Vanilla Mosaic Gelatina Recipe

Breyers® Vanilla Mosaic Gelatina Recipe

Vanilla Mosaic Gelatina Recipe Recipe

Mosaic gelatina is a gelatin dessert that is popular in Mexico and Brazil. It’s a refreshing and creamy dessert perfect for gatherings!

Prep time

30 min

Chill time

8 h

Makes

10 servings

Ingredients

  • 2 (6 oz. pkgs) strawberry gelatin
  • 2 3/4 cups boiling water
  • 2 (6 oz. pkgs) grape gelatin
  • 2 3/4 cups boiling water
  • 4 envelopes (1 oz.) unflavored gelatin
  • 1 cup hot water
  • 1 container (1.5 qt.) Breyers® Natural Vanilla Ice Cream

Directions

  • For Strawberry Gelatin, mix strawberry gelatin and boiling water until completely dissolved. Pour into a glass baking dish and refrigerate for 3 hours or until firm.

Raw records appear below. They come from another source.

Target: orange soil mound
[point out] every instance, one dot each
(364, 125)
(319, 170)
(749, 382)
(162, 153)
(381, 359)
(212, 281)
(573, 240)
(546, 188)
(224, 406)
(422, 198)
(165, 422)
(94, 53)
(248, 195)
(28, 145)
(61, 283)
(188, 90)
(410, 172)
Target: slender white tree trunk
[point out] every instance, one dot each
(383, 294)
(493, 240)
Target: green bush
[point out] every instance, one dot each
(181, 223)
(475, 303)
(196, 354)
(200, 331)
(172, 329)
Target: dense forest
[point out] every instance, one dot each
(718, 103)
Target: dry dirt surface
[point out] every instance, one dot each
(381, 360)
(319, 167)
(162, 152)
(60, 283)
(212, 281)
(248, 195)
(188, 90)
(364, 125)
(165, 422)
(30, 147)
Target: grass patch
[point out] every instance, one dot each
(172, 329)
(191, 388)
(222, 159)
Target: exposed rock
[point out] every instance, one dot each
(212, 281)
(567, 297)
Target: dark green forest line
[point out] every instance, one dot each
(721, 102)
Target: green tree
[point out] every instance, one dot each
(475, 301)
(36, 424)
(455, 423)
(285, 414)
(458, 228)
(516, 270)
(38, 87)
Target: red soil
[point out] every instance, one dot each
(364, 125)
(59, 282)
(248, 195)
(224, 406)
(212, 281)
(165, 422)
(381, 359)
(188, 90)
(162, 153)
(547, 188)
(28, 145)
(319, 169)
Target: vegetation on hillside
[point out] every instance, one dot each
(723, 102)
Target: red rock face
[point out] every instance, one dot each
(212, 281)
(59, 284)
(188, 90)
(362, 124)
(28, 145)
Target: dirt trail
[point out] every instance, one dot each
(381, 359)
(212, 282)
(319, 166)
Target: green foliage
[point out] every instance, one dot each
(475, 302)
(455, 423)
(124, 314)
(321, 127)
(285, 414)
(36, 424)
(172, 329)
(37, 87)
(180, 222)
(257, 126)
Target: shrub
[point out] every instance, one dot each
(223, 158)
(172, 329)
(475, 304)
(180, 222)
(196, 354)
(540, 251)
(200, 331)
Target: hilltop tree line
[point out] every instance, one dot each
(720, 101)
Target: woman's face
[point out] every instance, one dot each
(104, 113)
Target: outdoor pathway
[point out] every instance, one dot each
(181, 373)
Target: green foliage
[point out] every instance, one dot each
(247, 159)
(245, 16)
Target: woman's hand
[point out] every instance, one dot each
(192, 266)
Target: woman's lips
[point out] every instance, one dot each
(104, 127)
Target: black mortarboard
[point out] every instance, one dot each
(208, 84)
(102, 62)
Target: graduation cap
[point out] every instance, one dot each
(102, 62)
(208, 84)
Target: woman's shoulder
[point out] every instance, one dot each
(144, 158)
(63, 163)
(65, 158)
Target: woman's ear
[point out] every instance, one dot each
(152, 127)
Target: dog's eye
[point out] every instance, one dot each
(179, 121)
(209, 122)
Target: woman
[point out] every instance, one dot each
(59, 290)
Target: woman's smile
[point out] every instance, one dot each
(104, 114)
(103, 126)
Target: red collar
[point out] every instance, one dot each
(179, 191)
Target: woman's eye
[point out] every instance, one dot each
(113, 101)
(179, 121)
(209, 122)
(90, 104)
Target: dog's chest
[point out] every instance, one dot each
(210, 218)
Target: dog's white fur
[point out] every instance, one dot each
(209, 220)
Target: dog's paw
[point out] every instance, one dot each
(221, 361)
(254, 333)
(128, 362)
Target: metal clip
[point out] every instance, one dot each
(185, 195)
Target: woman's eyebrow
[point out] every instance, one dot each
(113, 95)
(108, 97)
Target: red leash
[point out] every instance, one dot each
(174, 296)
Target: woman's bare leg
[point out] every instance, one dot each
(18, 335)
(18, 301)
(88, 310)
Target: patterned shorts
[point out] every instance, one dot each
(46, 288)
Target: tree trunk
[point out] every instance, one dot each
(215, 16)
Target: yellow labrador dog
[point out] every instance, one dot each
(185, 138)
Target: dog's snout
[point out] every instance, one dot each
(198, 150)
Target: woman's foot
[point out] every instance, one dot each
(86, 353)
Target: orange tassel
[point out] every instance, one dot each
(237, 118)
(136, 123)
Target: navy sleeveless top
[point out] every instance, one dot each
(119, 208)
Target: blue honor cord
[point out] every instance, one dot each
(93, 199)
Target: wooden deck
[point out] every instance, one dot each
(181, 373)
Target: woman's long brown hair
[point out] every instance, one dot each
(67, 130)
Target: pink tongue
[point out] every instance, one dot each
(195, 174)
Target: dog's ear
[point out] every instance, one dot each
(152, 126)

  • For Grape Gelatin, mix grape gelatin and boiling water until completely dissolved. Pour into a glass baking dish and refrigerate for 3 hours or until firm.

  • Cut strawberry and grape gelatin into squares and set to the side until ready to use.

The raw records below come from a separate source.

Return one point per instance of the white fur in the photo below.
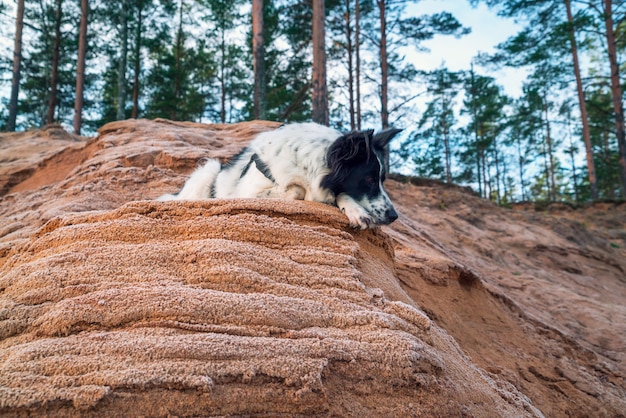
(296, 157)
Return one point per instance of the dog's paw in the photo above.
(358, 217)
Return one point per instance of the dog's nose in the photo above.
(391, 215)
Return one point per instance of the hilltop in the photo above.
(114, 304)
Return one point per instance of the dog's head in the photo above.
(356, 168)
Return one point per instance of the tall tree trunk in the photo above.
(320, 89)
(384, 66)
(591, 167)
(121, 69)
(137, 59)
(56, 51)
(521, 168)
(258, 53)
(357, 45)
(476, 128)
(616, 91)
(550, 158)
(498, 173)
(178, 57)
(349, 47)
(80, 66)
(17, 66)
(223, 77)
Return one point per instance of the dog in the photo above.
(304, 161)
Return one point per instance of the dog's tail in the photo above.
(199, 185)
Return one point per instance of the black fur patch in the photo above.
(263, 168)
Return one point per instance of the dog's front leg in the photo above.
(357, 215)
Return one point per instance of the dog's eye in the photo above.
(369, 180)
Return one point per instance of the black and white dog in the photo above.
(304, 161)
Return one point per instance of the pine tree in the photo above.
(432, 147)
(80, 70)
(258, 54)
(481, 156)
(17, 66)
(320, 89)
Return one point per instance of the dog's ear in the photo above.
(383, 138)
(349, 147)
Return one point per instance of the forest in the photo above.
(84, 63)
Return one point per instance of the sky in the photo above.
(488, 30)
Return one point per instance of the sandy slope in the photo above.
(113, 304)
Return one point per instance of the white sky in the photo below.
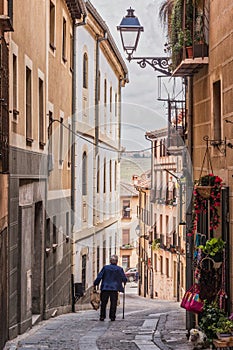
(141, 111)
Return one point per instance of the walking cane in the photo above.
(123, 316)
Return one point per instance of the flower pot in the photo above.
(204, 191)
(224, 336)
(218, 257)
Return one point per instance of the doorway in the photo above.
(37, 268)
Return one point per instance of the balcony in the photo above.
(192, 60)
(189, 37)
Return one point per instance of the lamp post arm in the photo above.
(160, 64)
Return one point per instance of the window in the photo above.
(47, 232)
(61, 142)
(110, 176)
(99, 79)
(98, 176)
(41, 113)
(15, 87)
(104, 176)
(161, 265)
(50, 132)
(125, 236)
(64, 41)
(71, 54)
(29, 105)
(85, 71)
(84, 268)
(98, 259)
(110, 246)
(52, 26)
(126, 209)
(161, 223)
(84, 174)
(110, 97)
(67, 223)
(125, 262)
(69, 144)
(54, 229)
(50, 143)
(115, 178)
(217, 110)
(105, 92)
(155, 263)
(155, 149)
(167, 267)
(104, 252)
(115, 104)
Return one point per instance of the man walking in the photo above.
(112, 277)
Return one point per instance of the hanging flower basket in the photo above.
(206, 196)
(204, 191)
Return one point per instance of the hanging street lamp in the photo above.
(130, 30)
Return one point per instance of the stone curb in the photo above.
(157, 336)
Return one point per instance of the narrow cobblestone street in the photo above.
(148, 325)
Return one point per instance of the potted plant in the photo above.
(206, 196)
(224, 328)
(209, 319)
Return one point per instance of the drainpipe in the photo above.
(190, 322)
(73, 150)
(152, 253)
(121, 80)
(95, 154)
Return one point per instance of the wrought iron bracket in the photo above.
(160, 64)
(220, 145)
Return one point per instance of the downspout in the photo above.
(189, 188)
(73, 150)
(152, 253)
(95, 154)
(125, 79)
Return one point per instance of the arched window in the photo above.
(85, 71)
(84, 174)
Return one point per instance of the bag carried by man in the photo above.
(95, 298)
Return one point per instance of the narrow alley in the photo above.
(147, 325)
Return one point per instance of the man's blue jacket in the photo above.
(112, 277)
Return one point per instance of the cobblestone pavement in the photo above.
(148, 325)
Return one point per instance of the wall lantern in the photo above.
(130, 30)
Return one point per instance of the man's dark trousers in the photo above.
(104, 296)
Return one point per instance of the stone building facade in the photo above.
(101, 74)
(40, 105)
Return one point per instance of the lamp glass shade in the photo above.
(130, 30)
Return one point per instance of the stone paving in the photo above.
(148, 325)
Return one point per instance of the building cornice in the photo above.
(101, 23)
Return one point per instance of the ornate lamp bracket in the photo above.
(160, 64)
(220, 145)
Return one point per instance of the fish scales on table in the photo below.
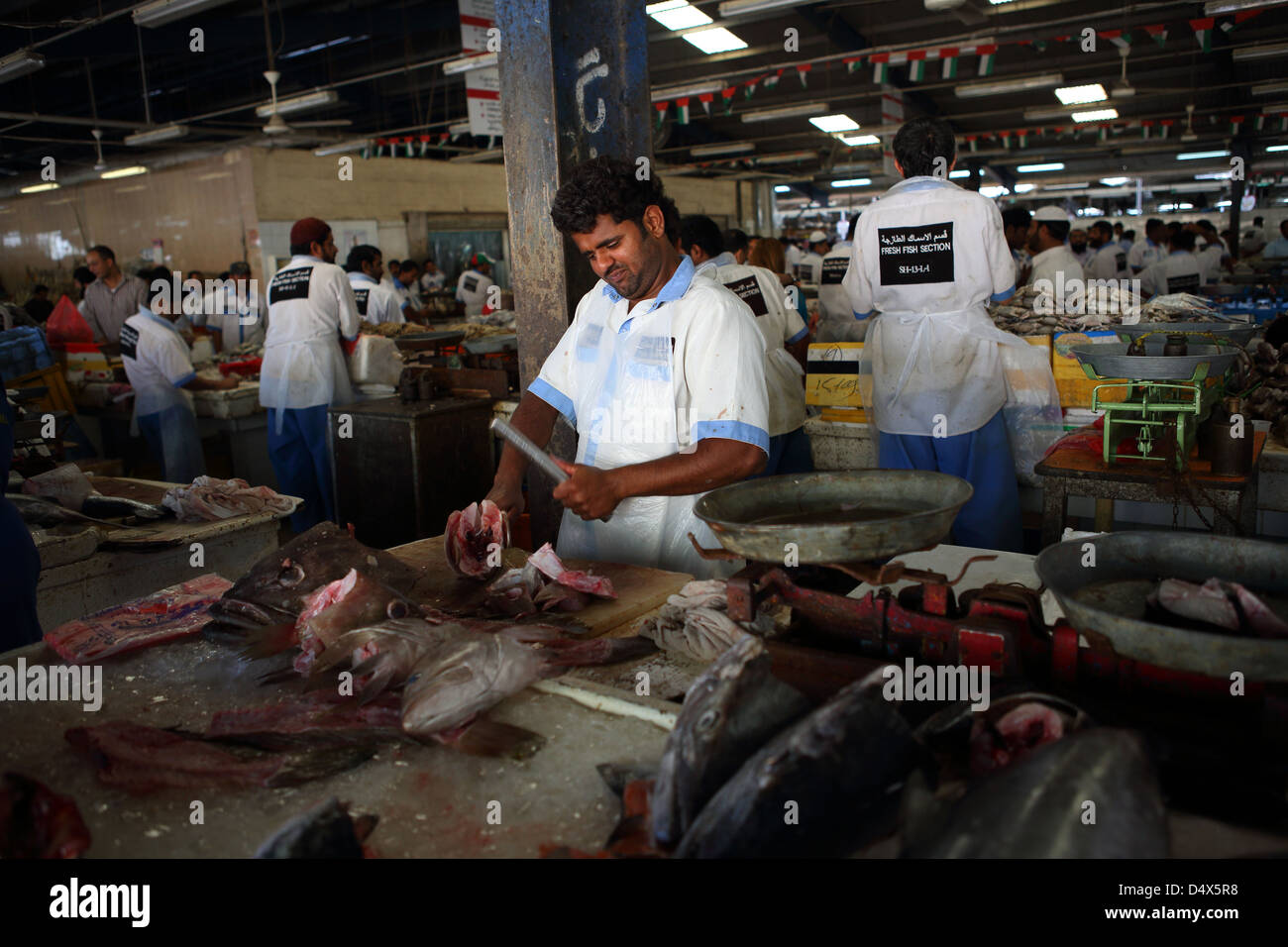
(836, 766)
(728, 714)
(274, 591)
(1035, 808)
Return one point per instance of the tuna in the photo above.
(729, 712)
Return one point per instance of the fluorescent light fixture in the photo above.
(682, 91)
(678, 14)
(977, 89)
(1269, 51)
(735, 8)
(713, 40)
(124, 172)
(725, 149)
(786, 112)
(162, 133)
(478, 60)
(342, 147)
(20, 64)
(162, 12)
(835, 123)
(297, 103)
(1081, 94)
(1095, 115)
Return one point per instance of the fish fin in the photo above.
(492, 738)
(269, 641)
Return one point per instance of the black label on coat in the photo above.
(833, 269)
(748, 291)
(361, 296)
(1189, 282)
(290, 283)
(129, 342)
(912, 256)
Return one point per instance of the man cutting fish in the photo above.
(662, 376)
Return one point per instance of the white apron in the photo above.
(626, 415)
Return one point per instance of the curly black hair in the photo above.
(609, 185)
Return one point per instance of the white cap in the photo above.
(1051, 214)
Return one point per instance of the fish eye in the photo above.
(291, 574)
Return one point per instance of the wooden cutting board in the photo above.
(639, 589)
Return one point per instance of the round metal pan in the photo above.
(919, 505)
(1112, 361)
(1108, 599)
(1237, 333)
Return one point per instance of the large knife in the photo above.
(532, 453)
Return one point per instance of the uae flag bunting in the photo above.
(949, 56)
(987, 58)
(1203, 33)
(1119, 38)
(880, 67)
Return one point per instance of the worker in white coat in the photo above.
(836, 320)
(476, 283)
(661, 372)
(1109, 260)
(1056, 272)
(927, 258)
(376, 302)
(786, 341)
(1177, 272)
(310, 307)
(159, 365)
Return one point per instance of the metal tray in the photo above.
(926, 504)
(1108, 600)
(1237, 333)
(1111, 361)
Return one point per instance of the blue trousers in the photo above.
(991, 519)
(789, 454)
(172, 438)
(303, 463)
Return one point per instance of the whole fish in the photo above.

  • For Vanilla Gelatin, allow Breyers® Natural Vanilla Ice Cream to come to room temperature. Dissolve unflavored gelatin in boiling water in a saucepan over a medium heat. Mix until completely dissolved. Pour melted Ice Cream into dissolved gelatin and mix to combine. Remove from heat.

  • Pour 2 cups Vanilla gelatin mixture in a lightly greased mold and place in refrigerator to firm for 30 minutes.

  • Place strawberry and grape gelatin cubes in mold. Pour remaining vanilla gelatin mixture over gelatin cubes and refrigerate for 5 hours or overnight.

  • To unmold, dip the bottom of gelatin mold into a tub of hot water for 15 seconds. Make sure not to allow any water to reach the top. Dry the mold with a paper towel, then invert onto a plate. Carefully remove the mold by lifting it up. Place back in the refrigerator for an hour to firm up again.